Error fares (or mistake fares) are the dream of every aviation geek and nomadic traveler. Most often, you can get huge discounts on ticket prices, and airlines most likely have to honor them. Over the years, I had the chance to score a couple of them, including a mistake fare of $140 USD round trip from Stockholm to Hawaii (in Economy Class with American Airlines) and a €589 round trip in business class with Alitalia, from Budapest to Buenos Aires.
There are a few ways to follow error fares, primarily Twitter feeds and RSS feeds. However, I recently stumbled upon FareAlers.
What is FareAlerts?
FareAlerts.co is an online service that offers hand-curated and special mistake fares (error fares). FareAlerts is also powered by AI. You can create an account, select your preferred airports, and get notified every week about different error fare flights to several destinations.
The cost of the service is $49 USD per year, and the premium plan offers:
- Add up to 10 Departure Airports
- Between 10-15 Deals Per week
- Domestic & International Airports
- Get the best alerts by your preferred “Regions, Preferred Months, and Trip Duration”
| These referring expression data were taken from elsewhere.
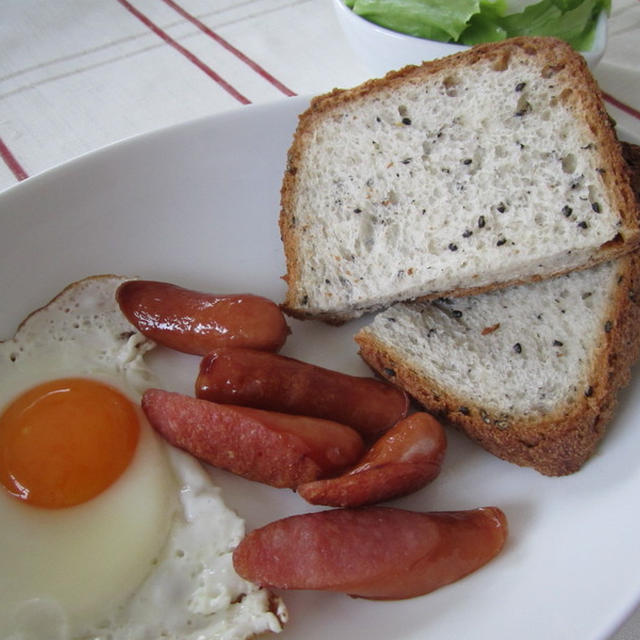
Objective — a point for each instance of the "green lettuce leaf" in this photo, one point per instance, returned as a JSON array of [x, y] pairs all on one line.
[[475, 21], [433, 19]]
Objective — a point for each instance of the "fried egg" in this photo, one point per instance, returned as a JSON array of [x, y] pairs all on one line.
[[107, 533]]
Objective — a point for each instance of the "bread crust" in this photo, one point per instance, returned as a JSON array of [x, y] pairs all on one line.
[[561, 442], [584, 99]]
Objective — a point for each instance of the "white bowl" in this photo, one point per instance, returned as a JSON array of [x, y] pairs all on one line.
[[383, 50]]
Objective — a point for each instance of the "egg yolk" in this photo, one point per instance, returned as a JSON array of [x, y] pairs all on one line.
[[65, 441]]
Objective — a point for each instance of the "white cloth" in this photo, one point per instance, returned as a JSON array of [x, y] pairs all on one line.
[[78, 75]]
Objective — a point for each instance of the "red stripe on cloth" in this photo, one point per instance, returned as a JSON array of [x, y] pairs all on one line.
[[229, 47], [10, 160], [185, 52], [622, 106]]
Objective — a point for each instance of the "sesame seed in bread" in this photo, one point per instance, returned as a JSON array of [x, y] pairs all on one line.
[[494, 166], [530, 372]]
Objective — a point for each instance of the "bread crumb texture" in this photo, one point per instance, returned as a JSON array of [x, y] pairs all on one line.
[[489, 168], [530, 372], [517, 353]]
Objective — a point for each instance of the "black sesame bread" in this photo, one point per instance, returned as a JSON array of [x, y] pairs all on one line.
[[495, 166], [530, 372]]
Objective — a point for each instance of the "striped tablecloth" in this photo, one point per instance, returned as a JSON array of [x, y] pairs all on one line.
[[76, 75]]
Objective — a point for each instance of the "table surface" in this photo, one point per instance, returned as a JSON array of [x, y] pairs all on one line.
[[76, 76]]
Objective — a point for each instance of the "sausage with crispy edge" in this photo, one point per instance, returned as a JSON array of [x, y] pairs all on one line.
[[401, 461], [374, 552], [279, 383], [195, 322], [269, 447]]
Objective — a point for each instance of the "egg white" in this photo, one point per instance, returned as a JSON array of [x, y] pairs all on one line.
[[151, 555]]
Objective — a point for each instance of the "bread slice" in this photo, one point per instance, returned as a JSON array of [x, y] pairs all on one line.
[[530, 372], [494, 166]]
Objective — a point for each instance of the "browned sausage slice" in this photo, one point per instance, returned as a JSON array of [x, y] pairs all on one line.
[[373, 552], [403, 460], [269, 447], [195, 322], [279, 383]]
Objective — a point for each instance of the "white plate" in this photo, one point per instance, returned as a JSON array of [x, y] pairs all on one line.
[[198, 205]]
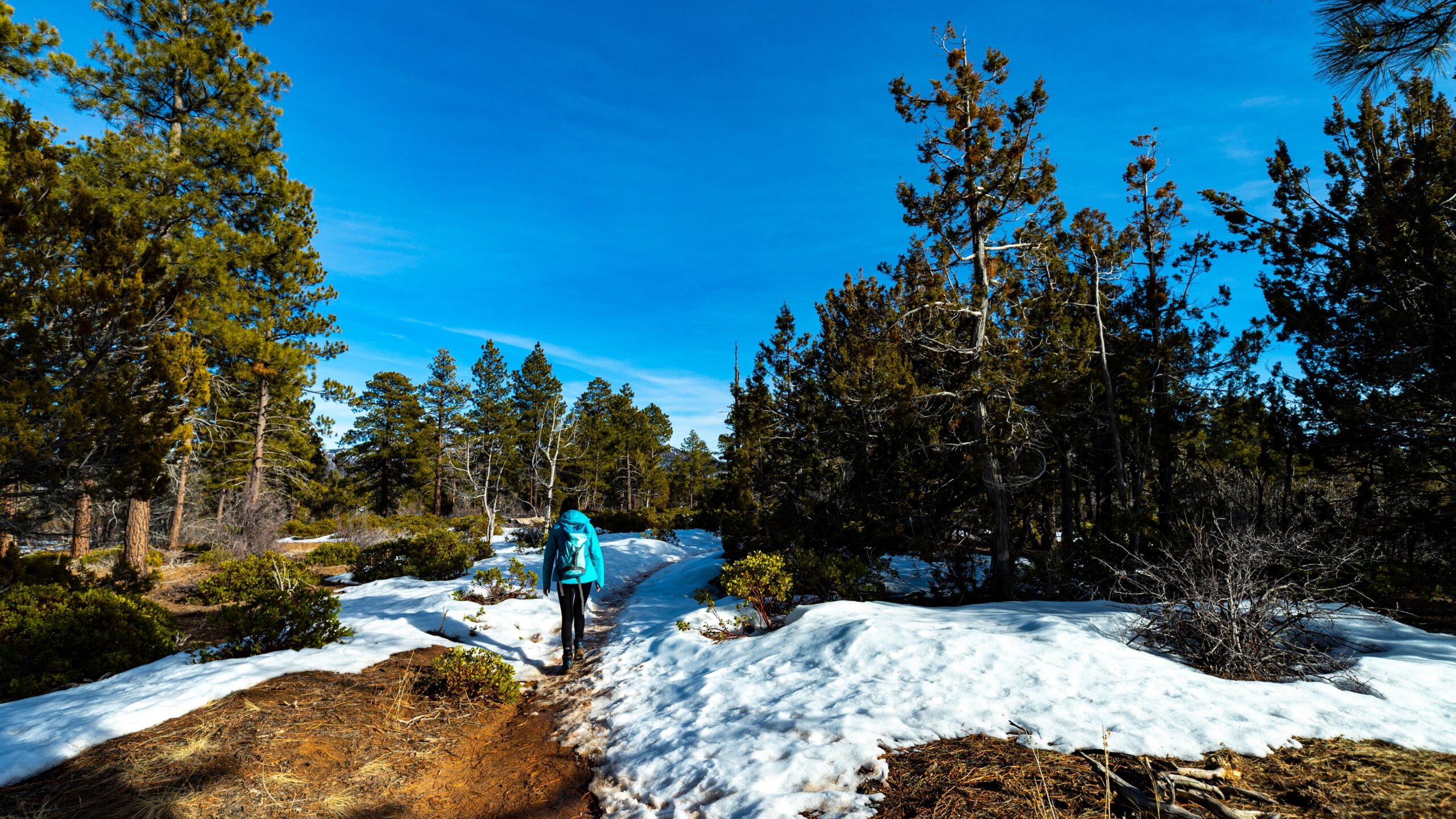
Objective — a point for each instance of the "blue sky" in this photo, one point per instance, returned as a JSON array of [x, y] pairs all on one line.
[[640, 185]]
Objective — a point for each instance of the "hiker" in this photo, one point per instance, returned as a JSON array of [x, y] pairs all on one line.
[[574, 560]]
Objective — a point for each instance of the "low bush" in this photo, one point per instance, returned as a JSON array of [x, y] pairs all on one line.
[[435, 556], [312, 530], [296, 617], [765, 588], [238, 581], [1246, 605], [529, 538], [51, 636], [337, 553], [666, 535], [415, 524], [471, 672], [830, 576], [491, 585]]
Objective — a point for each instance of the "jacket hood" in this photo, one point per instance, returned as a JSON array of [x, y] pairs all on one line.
[[574, 518]]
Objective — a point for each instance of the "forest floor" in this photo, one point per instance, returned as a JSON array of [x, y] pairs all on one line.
[[367, 747], [322, 744], [998, 779]]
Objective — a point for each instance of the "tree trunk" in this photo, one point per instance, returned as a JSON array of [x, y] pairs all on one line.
[[630, 481], [8, 512], [139, 532], [440, 471], [255, 471], [175, 530], [81, 527], [1107, 384]]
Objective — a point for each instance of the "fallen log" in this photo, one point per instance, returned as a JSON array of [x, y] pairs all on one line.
[[1202, 773], [1248, 793], [1189, 783], [1223, 810], [1138, 797]]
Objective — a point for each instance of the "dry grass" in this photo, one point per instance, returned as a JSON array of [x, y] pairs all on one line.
[[992, 779], [319, 744]]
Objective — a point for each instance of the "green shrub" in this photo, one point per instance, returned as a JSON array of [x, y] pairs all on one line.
[[51, 636], [300, 617], [666, 535], [100, 556], [313, 530], [40, 569], [471, 672], [491, 585], [245, 579], [435, 556], [763, 582], [332, 554], [415, 524], [838, 577], [618, 521]]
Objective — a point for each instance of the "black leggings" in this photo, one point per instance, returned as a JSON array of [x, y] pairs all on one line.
[[573, 611]]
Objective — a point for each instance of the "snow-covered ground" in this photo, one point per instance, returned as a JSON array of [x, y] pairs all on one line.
[[386, 617], [784, 723], [796, 721]]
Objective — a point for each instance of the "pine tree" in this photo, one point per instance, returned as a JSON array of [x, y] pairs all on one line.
[[542, 429], [986, 171], [1360, 280], [196, 136], [490, 454], [445, 398], [593, 457], [386, 441]]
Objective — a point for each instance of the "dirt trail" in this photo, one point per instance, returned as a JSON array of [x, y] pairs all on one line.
[[353, 747]]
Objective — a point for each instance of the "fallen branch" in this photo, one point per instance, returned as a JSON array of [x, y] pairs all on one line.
[[1202, 773], [1189, 783], [1138, 797], [1223, 810]]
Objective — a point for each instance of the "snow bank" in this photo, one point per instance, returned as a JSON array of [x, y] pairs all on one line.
[[784, 723], [388, 617]]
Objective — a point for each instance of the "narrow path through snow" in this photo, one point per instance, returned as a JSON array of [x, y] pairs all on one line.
[[388, 617]]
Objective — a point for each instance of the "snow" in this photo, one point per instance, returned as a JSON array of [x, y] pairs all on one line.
[[386, 617], [796, 721]]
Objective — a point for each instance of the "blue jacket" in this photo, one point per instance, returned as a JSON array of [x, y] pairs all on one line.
[[573, 522]]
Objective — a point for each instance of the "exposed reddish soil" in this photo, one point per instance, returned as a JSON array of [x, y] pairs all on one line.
[[322, 744]]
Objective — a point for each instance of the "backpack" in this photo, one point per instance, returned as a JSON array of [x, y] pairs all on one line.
[[571, 559]]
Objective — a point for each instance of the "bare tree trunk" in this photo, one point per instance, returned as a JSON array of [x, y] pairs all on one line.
[[440, 468], [175, 530], [255, 471], [1107, 384], [81, 527], [139, 532], [8, 512], [630, 481]]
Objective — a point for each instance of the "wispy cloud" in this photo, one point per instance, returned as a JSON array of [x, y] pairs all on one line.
[[1267, 101], [690, 400], [1235, 146], [363, 244]]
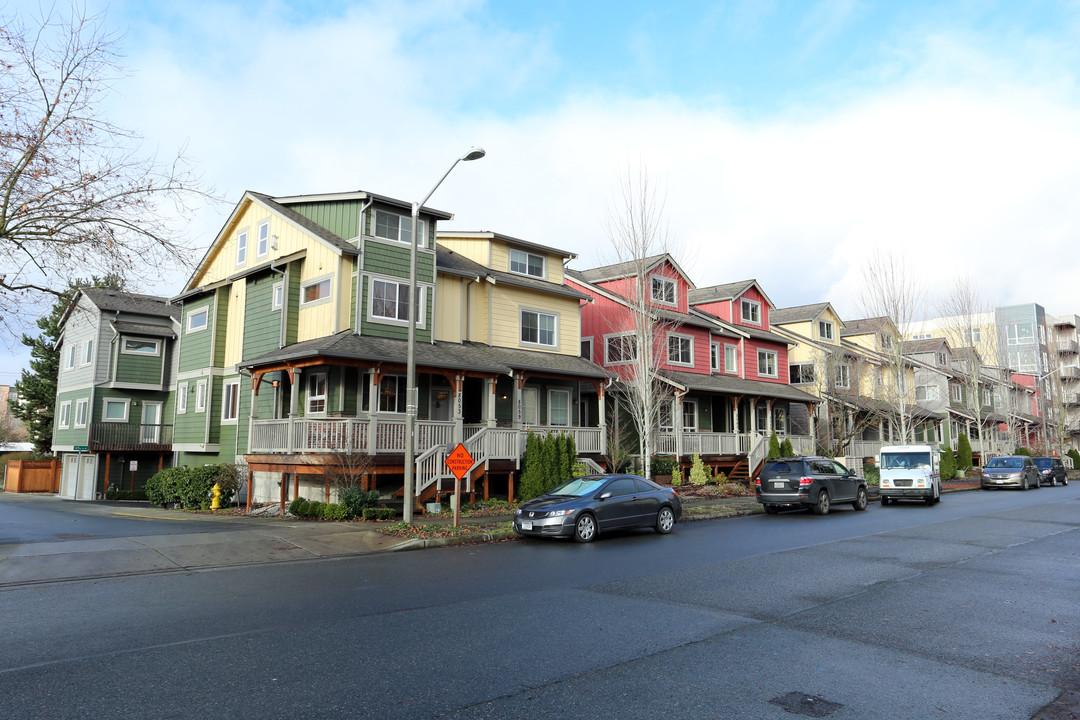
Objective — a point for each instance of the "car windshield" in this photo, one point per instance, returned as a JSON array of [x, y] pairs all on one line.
[[905, 460], [579, 487]]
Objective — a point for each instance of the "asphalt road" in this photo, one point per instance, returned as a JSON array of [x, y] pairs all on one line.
[[968, 609]]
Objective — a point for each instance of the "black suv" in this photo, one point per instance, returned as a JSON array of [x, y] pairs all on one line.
[[808, 481]]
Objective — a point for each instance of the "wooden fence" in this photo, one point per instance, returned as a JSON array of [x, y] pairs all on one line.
[[34, 476]]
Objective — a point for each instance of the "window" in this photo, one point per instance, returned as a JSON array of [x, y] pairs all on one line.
[[116, 410], [538, 328], [134, 347], [80, 412], [201, 396], [800, 374], [558, 407], [397, 228], [392, 394], [767, 364], [752, 312], [279, 296], [663, 289], [529, 416], [526, 263], [318, 290], [198, 320], [731, 360], [242, 247], [316, 393], [262, 239], [1020, 334], [620, 349], [679, 350], [925, 393], [230, 401]]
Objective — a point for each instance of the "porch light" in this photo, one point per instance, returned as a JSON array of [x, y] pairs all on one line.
[[410, 389]]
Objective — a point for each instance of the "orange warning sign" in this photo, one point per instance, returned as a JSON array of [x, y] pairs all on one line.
[[459, 461]]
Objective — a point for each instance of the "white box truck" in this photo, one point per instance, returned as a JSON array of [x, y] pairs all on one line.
[[909, 472]]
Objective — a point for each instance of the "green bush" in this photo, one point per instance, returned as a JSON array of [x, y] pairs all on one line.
[[355, 500], [379, 513], [963, 460]]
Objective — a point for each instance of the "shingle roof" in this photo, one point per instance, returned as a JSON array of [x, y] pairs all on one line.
[[797, 313], [131, 302]]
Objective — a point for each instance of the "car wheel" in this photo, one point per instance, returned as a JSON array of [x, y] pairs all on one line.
[[584, 530], [821, 507], [665, 520]]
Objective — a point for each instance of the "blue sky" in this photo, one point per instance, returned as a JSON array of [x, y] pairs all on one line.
[[792, 139]]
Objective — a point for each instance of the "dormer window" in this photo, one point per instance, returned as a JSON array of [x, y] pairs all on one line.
[[526, 263], [663, 290], [752, 312]]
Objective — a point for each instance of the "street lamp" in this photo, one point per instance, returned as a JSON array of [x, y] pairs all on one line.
[[410, 389]]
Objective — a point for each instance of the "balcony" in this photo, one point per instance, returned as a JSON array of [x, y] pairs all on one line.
[[117, 436]]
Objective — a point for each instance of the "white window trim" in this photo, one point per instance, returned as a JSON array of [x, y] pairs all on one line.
[[730, 368], [88, 349], [775, 362], [201, 395], [242, 247], [123, 401], [742, 311], [81, 405], [679, 337], [611, 336], [278, 296], [124, 351], [569, 408], [510, 263], [311, 283], [421, 316], [664, 281], [226, 405], [262, 244], [521, 327], [196, 313]]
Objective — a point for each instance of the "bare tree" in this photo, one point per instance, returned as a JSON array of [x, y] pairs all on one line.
[[891, 289], [78, 197], [637, 234]]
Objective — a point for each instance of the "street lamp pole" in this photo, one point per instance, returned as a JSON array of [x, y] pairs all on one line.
[[410, 389]]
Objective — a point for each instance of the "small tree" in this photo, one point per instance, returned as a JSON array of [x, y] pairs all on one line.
[[963, 460]]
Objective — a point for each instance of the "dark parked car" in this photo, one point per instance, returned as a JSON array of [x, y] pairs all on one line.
[[1010, 472], [1051, 471], [808, 481], [591, 504]]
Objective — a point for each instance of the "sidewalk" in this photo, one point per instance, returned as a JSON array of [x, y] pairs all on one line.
[[255, 541]]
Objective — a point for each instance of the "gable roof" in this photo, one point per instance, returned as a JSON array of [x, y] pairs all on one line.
[[726, 291]]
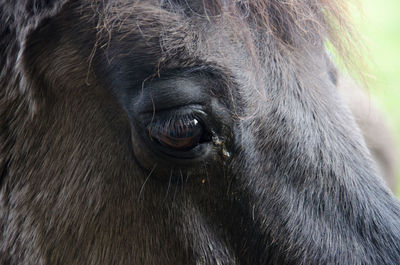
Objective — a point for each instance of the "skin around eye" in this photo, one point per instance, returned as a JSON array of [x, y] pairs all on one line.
[[180, 134]]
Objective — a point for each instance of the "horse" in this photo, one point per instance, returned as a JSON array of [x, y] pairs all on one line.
[[183, 132]]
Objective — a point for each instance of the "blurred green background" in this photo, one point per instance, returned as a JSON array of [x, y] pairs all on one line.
[[379, 23]]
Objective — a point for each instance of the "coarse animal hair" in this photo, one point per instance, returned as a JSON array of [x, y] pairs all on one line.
[[183, 132]]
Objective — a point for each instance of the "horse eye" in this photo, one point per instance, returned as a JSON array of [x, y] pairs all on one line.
[[180, 134]]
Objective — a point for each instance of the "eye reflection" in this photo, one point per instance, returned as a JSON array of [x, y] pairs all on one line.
[[181, 134]]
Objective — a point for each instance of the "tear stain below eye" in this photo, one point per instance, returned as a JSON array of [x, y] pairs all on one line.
[[221, 144]]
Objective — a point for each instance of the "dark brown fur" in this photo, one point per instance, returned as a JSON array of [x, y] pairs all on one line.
[[287, 178]]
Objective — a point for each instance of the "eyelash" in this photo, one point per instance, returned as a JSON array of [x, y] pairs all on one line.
[[181, 133]]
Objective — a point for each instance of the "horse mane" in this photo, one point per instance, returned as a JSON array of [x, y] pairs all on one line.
[[295, 25]]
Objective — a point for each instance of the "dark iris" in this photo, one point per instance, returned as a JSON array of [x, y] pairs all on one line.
[[180, 134]]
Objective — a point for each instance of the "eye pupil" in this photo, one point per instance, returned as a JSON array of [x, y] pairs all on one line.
[[180, 134]]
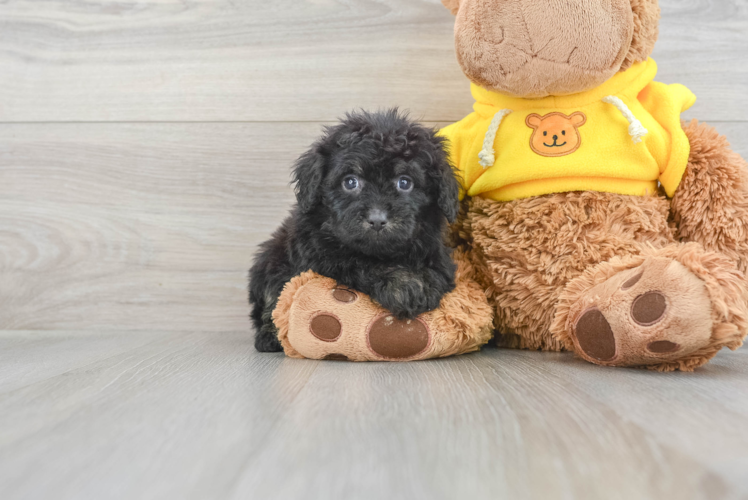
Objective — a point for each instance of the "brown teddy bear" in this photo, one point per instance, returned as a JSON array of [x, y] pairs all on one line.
[[595, 220]]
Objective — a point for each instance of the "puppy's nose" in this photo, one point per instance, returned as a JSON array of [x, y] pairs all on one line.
[[377, 219]]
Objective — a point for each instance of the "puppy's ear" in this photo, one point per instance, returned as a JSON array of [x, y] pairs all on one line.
[[448, 197], [308, 174]]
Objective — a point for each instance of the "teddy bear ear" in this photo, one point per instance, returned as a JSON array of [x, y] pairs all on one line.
[[646, 30], [453, 5]]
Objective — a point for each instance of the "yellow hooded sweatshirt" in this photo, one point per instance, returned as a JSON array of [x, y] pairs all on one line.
[[622, 137]]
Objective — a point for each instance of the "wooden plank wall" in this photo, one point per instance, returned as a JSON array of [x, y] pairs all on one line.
[[145, 146]]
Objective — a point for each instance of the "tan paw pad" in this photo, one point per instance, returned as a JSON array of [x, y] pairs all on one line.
[[392, 338], [650, 314]]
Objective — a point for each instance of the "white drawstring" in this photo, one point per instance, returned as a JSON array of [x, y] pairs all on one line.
[[636, 129], [487, 157]]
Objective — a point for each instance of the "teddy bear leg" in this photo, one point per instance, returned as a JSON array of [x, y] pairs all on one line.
[[711, 204], [667, 309], [317, 319]]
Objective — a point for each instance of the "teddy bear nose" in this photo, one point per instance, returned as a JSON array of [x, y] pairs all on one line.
[[377, 219]]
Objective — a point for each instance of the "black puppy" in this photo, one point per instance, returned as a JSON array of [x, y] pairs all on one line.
[[374, 196]]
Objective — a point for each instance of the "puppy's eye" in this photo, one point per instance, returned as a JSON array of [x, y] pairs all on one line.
[[351, 183], [405, 184]]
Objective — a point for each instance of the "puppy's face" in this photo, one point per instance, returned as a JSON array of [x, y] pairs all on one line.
[[382, 180]]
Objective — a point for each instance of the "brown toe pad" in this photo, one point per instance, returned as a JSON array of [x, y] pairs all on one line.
[[392, 338]]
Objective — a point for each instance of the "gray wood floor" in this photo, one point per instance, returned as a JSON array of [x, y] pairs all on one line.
[[144, 153]]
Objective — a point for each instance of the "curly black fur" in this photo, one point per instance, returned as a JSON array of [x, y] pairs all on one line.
[[377, 238]]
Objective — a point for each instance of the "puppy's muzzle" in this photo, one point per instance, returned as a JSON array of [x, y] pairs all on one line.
[[377, 219]]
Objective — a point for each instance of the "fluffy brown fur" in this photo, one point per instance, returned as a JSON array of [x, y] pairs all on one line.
[[536, 48], [537, 257], [724, 284], [526, 251], [541, 259], [711, 204], [461, 324]]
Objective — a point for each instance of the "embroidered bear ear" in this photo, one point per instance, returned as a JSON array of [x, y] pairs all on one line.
[[453, 5], [534, 120], [578, 119]]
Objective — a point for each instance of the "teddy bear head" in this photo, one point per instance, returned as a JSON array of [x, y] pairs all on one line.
[[539, 48]]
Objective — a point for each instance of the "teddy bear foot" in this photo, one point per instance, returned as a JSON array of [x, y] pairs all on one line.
[[669, 311], [654, 313], [317, 319]]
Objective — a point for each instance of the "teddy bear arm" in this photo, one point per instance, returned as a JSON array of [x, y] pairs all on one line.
[[710, 205]]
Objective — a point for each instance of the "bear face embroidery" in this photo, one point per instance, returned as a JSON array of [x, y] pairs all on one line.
[[556, 134]]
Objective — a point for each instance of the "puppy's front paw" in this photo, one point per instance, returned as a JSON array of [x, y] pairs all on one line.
[[406, 296]]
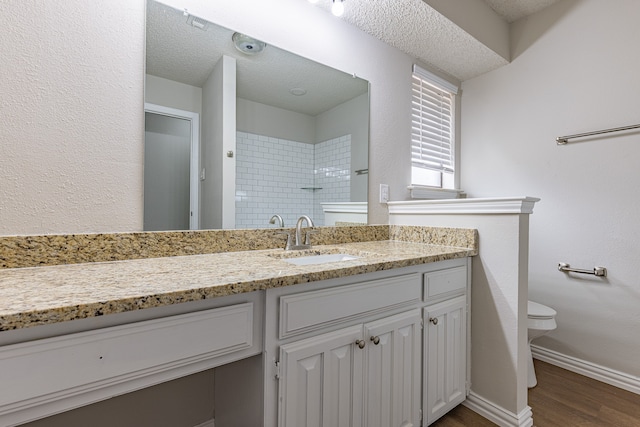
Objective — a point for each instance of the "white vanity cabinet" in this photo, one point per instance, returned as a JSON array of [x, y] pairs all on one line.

- Hand Curated & Special Mistake FareAlerts
- Unsubscribe anytime (no strings attached)
- 30 Days Money Back Guarantee
I tried creating a “free” account on FareAlerts.co. It prompts with some settings that you can configure for the alerts, such as what is your nearest airport, your favorite airports, how soon you are planning to travel, how long your trip should be, and what is your favorite region.
My guess is that with these options, they filter down the search space so that they can focus on your selection rather than notifying you of offers you wouldn’t like
However, after you set up these options, it goes straight to the checkout page. It doesn’t really let you do anything with a “free” account.
FareAlerts.co: AI-powered mistake fares?
When it comes to the AI-powered part, they don’t give any details. It would be interesting to know what kind of models they use, how do they train them, and how do the options and account settings impact the search results and the use of their models.
Regardless, I think it is a great initiative and I’m looking forward to trying out the service. I’m planning on doing a full review later, explaining how it compares to other apps or services like Hopper.
It would also be great if they offered some kind of free tier, even if it is for receiving just 1 offer per week.
I love these initiatives and whatever technology comes up to help us identify better (or more spontaneous) travel options.